Cada vez que o Sr. João ia à rua levava o seu porta moedas. Ainda que com poucos tostões, estava sempre vigilante e não tirava os olhos das pessoas que se aproximavam, sobretudo aqueles com ar suspeito. No elétrico apertava o bolso com a mão, para que nenhum larápio ou carteirista lhe roubasse o porta moedas num ato de dois dedos.
A sua mulher guardava o dinheiro – fossem as moedas ou as notas – bem dobrado num lenço, que colocava nos bolsos falsos do forro da saia ou no meio dos seios preso ao soutien. Assim se garantia a segurança dessa cambada de carteiristas que pululavam pela cidade.

Nessa altura, já se dizia que o mundo estava perdido e que o país estava de mal a pior com essa “ladroagem”. Pelos vistos assim continua, mesmo com a passagem do tempo.

Hoje o Sr. João é mais velho e tanto ele como a sua esposa já evoluíram para o cartão multibanco, que usam para evitar os carteiristas. Os seus filhos já fazem parte da geração do dinheiro de plástico sob a forma de cartões de crédito, multibanco e afins; são da geração do homebanking e das aplicações no smartphone.

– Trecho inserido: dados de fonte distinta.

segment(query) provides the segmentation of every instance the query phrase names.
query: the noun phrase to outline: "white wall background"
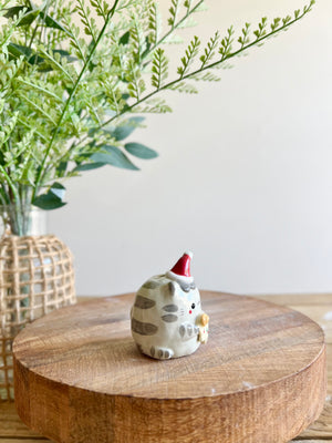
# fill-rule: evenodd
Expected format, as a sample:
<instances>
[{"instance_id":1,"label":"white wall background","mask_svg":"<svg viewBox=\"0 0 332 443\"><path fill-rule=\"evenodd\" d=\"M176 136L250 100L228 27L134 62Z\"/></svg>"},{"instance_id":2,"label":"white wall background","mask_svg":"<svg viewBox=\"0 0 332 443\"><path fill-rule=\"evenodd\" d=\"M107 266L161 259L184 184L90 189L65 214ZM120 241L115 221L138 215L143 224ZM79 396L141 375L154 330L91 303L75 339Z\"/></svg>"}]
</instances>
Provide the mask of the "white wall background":
<instances>
[{"instance_id":1,"label":"white wall background","mask_svg":"<svg viewBox=\"0 0 332 443\"><path fill-rule=\"evenodd\" d=\"M209 0L209 35L302 0ZM240 293L332 289L332 2L237 59L199 95L167 94L133 141L159 157L69 181L50 229L75 256L80 295L136 290L195 253L200 288ZM177 51L178 49L170 49Z\"/></svg>"}]
</instances>

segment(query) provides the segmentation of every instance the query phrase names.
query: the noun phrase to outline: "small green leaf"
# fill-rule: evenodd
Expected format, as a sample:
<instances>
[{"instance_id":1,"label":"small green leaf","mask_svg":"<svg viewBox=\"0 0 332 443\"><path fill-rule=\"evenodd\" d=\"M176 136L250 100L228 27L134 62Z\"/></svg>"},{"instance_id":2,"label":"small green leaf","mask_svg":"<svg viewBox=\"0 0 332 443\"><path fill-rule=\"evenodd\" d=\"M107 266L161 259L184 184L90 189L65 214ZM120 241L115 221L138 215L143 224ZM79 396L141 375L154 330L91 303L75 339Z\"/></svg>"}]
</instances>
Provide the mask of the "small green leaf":
<instances>
[{"instance_id":1,"label":"small green leaf","mask_svg":"<svg viewBox=\"0 0 332 443\"><path fill-rule=\"evenodd\" d=\"M65 187L61 185L61 183L53 183L53 185L49 188L48 193L39 195L32 204L41 209L51 210L58 209L64 205L63 202L65 194Z\"/></svg>"},{"instance_id":2,"label":"small green leaf","mask_svg":"<svg viewBox=\"0 0 332 443\"><path fill-rule=\"evenodd\" d=\"M125 150L138 158L149 159L158 156L154 150L142 145L141 143L127 143L125 144Z\"/></svg>"},{"instance_id":3,"label":"small green leaf","mask_svg":"<svg viewBox=\"0 0 332 443\"><path fill-rule=\"evenodd\" d=\"M21 11L27 10L27 7L12 7L12 8L8 8L6 14L3 14L3 17L6 17L7 19L12 19L13 17L18 16ZM29 11L29 9L28 9Z\"/></svg>"},{"instance_id":4,"label":"small green leaf","mask_svg":"<svg viewBox=\"0 0 332 443\"><path fill-rule=\"evenodd\" d=\"M116 127L105 127L104 131L112 134L115 140L122 141L129 136L143 121L144 117L131 117L125 124Z\"/></svg>"},{"instance_id":5,"label":"small green leaf","mask_svg":"<svg viewBox=\"0 0 332 443\"><path fill-rule=\"evenodd\" d=\"M44 23L48 28L53 28L53 29L59 29L60 31L65 32L66 34L71 34L65 28L63 28L63 25L54 20L51 16L46 16L44 14L44 12L41 12L40 16L44 19Z\"/></svg>"},{"instance_id":6,"label":"small green leaf","mask_svg":"<svg viewBox=\"0 0 332 443\"><path fill-rule=\"evenodd\" d=\"M105 166L106 163L83 163L79 166L76 166L73 172L74 173L79 173L79 172L83 172L83 171L92 171L92 169L97 169L98 167L103 167Z\"/></svg>"},{"instance_id":7,"label":"small green leaf","mask_svg":"<svg viewBox=\"0 0 332 443\"><path fill-rule=\"evenodd\" d=\"M65 205L65 203L61 202L53 193L39 195L32 204L41 209L51 210L58 209Z\"/></svg>"},{"instance_id":8,"label":"small green leaf","mask_svg":"<svg viewBox=\"0 0 332 443\"><path fill-rule=\"evenodd\" d=\"M25 59L29 59L32 54L32 49L28 47L23 47L22 44L18 43L9 43L8 45L8 52L13 55L14 58L19 58L21 55L24 55Z\"/></svg>"},{"instance_id":9,"label":"small green leaf","mask_svg":"<svg viewBox=\"0 0 332 443\"><path fill-rule=\"evenodd\" d=\"M61 58L64 58L69 63L75 62L77 59L73 56L70 52L64 51L63 49L53 49L54 54L60 54Z\"/></svg>"},{"instance_id":10,"label":"small green leaf","mask_svg":"<svg viewBox=\"0 0 332 443\"><path fill-rule=\"evenodd\" d=\"M94 163L104 163L107 165L122 167L124 169L138 171L129 158L116 146L104 145L103 150L106 152L98 152L93 154L90 158Z\"/></svg>"},{"instance_id":11,"label":"small green leaf","mask_svg":"<svg viewBox=\"0 0 332 443\"><path fill-rule=\"evenodd\" d=\"M58 198L60 198L62 202L65 195L65 187L61 183L55 182L50 187L50 192L54 194Z\"/></svg>"},{"instance_id":12,"label":"small green leaf","mask_svg":"<svg viewBox=\"0 0 332 443\"><path fill-rule=\"evenodd\" d=\"M118 40L120 44L127 44L131 38L131 31L125 32Z\"/></svg>"}]
</instances>

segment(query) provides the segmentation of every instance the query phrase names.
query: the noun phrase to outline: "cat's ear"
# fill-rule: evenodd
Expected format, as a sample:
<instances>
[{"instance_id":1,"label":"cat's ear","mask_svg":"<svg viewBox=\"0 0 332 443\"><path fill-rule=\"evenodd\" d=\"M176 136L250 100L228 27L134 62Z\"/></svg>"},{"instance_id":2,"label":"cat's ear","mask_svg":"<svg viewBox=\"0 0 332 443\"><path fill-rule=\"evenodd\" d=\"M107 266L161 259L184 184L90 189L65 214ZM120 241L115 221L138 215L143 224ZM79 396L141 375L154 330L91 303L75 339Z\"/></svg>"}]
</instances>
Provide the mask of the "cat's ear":
<instances>
[{"instance_id":1,"label":"cat's ear","mask_svg":"<svg viewBox=\"0 0 332 443\"><path fill-rule=\"evenodd\" d=\"M169 281L169 284L168 284L168 290L169 290L169 293L170 293L170 296L174 296L175 295L175 282L174 281Z\"/></svg>"}]
</instances>

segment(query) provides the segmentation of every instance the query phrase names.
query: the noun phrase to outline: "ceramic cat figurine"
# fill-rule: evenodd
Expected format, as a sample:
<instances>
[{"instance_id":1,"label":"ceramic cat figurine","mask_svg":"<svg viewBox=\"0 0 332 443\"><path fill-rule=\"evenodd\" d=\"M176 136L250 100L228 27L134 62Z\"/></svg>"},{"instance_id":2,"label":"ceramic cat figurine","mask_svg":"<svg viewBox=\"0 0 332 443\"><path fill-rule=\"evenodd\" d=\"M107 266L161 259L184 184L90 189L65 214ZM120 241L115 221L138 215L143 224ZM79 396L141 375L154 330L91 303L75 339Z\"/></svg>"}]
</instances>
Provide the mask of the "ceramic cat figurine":
<instances>
[{"instance_id":1,"label":"ceramic cat figurine","mask_svg":"<svg viewBox=\"0 0 332 443\"><path fill-rule=\"evenodd\" d=\"M148 279L137 291L131 311L132 336L154 359L188 356L208 338L209 317L190 276L188 251L166 274Z\"/></svg>"}]
</instances>

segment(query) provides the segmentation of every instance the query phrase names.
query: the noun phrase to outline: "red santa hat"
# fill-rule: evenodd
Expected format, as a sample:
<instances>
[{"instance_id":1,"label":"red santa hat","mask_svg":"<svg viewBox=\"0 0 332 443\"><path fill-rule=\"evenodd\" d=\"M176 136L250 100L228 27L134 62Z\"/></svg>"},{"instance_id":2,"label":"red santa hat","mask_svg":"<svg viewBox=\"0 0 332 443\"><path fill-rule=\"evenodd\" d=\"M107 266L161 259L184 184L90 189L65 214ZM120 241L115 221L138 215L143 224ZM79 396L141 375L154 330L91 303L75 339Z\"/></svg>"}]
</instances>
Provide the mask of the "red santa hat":
<instances>
[{"instance_id":1,"label":"red santa hat","mask_svg":"<svg viewBox=\"0 0 332 443\"><path fill-rule=\"evenodd\" d=\"M184 284L191 284L194 277L190 276L190 261L194 254L188 250L184 253L181 258L174 265L174 267L166 272L166 277Z\"/></svg>"}]
</instances>

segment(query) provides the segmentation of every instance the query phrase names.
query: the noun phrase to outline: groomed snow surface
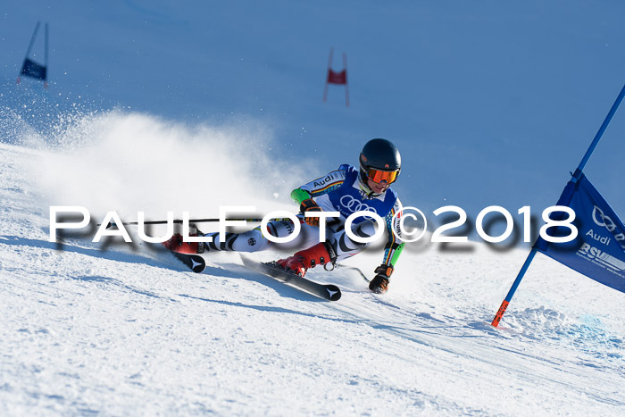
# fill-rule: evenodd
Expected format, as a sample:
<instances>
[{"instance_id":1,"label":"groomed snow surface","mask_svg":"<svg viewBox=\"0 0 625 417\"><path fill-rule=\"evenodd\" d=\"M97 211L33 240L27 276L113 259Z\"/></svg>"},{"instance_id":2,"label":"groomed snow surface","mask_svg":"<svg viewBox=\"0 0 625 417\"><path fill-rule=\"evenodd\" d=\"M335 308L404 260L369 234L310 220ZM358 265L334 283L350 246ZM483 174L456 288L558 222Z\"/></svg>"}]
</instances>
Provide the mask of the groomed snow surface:
<instances>
[{"instance_id":1,"label":"groomed snow surface","mask_svg":"<svg viewBox=\"0 0 625 417\"><path fill-rule=\"evenodd\" d=\"M311 271L342 288L329 303L235 254L210 254L198 275L148 244L92 243L94 229L51 243L50 204L86 204L46 196L62 152L0 144L0 414L625 410L623 295L552 260L537 257L496 329L527 249L408 246L382 296L351 270ZM380 257L347 263L371 274Z\"/></svg>"}]
</instances>

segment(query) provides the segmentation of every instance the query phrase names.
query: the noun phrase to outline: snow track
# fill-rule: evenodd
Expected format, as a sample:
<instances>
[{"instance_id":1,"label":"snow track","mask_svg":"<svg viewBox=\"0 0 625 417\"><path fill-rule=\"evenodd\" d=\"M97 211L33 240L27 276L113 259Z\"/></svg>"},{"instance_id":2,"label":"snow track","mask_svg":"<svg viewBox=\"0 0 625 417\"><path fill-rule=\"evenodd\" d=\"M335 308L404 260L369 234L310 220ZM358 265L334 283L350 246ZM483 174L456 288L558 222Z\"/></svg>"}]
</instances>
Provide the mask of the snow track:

Esta evolução está a levar à extinção dos tradicionais carteiristas da nossa praça, que agora só conseguem sobreviver à custa dos turistas que ainda trazem dinheiro consigo. Se hoje alguém for assalto por um carteirista pouco perde e ele pouco ganha – fica a chatice de ter de se tirar nova documentação e novos cartões de plástico.

 

Os carteiristas do nosso tempo, passaram para o online. Chamam-se hackers que tentam aceder a códigos dos utilizadores com e-mails estranhos e páginas dos bancos falsas – nunca digite o seu código de acesso na totalidade, nem responda aos e-mails que solicitem os seus dados. Eis a nova forma de roubar. Uma responsabilidade para quem tem as contas e para os bancos, que têm de estar atentos a estes novos carteiristas. Mas, até aí estão com azar. O português comum já voltou a poupar mais; porém, as suas contas continuam vazias e as poupanças pouco rendem porque os bancos pouco valor querem dar ao dinheiro. Existe sim, à disposição dos carteiristas, muitos créditos para liquidar. Há carteiristas que gostam de comprar divida incerta, mas não o carteirista da nossa praça, apenas o que migrou para grande porte e constituiu empresas e sociedades para esse fim. Enredos complicados.

O Sr. João não quer saber destas modernices mesmo que os senhor do banco lhe envie as senhas, lhe diga quais as vantagens na manutenção de conta e mesmo nos benefícios de compra a crédito. O Sr. João ainda tem saudades dos velhos tempos em que corria para casa com o ordenado no bolso para contar com a mulher. Nos tempos que correm esse pode voltar a ser o meio mais seguro, para evitar as famílias de abrutes santos.